C'est une situation paradoxale. Alors que l'Union européenne répète son souhait d'acquérir une forme de « souveraineté énergétique », quelques dizaines de millions de panneaux solaires chinois, dopés aux subventions et exportés à prix cassés, s'accumulent depuis des mois dans ses entrepôts. Au point que ce stock représenterait deux fois la taille du marché du Vieux continent en 2022, selon le cabinet norvégien Rystad Energy... tirant mécaniquement les prix des modules à des niveaux historiquement bas, bien en-deçà de leurs coûts de production.
« Cette offre excédentaire et bradée menace le peu d'entreprises de construction de panneaux solaires qui existent encore localement, et qui ont beaucoup de mal à vendre leurs produits », alerte Jan Jacob Boom-Wichers, PDG d'Holosolis, une société française à actionnariat européen qui prévoit de démarrer la construction en Moselle début 2025 de la plus grande usine de production de panneaux photovoltaïques du continent.
Surtout, cela s'inscrit dans une tendance longue : dès le début du 21ème siècle, l'industrie européenne de conception des panneaux solaires a été supplantée par la compétitivité imbattable de Pékin, grande championne du marché.
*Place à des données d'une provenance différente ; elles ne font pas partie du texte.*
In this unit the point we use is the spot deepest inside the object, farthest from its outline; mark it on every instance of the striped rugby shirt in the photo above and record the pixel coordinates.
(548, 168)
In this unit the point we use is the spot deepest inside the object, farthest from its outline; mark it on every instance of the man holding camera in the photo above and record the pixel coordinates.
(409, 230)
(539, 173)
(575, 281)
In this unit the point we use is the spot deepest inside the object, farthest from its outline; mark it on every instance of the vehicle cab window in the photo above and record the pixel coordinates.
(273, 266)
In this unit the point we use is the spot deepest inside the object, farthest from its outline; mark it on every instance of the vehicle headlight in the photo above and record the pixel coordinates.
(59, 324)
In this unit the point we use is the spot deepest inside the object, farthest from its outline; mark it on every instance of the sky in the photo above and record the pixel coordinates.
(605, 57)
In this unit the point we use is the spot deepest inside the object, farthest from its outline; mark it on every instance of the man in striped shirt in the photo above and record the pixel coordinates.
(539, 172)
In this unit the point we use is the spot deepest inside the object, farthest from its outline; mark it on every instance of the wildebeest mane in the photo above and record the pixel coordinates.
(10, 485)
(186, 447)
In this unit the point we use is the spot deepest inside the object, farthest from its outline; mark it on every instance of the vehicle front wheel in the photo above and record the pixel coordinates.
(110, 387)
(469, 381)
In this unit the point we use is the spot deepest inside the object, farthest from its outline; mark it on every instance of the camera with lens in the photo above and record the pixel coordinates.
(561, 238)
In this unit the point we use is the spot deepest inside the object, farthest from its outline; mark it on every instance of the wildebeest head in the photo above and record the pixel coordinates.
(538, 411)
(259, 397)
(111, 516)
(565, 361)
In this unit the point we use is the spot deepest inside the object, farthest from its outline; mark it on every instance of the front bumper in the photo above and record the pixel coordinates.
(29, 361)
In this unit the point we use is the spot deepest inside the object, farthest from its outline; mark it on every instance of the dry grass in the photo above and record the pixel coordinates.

Au cours des cinq dernières années, les dépenses en importations solaires du Vieux continent ont presque quadruplé, passant de 5,5 milliards d'euros en 2018 à plus de 20 milliards d'euros l'an dernier, dont plus de 90% en produits chinois. Le pays a d'ailleurs produit 96% des galettes de silicium de l'Europe, un élément-clé des installations.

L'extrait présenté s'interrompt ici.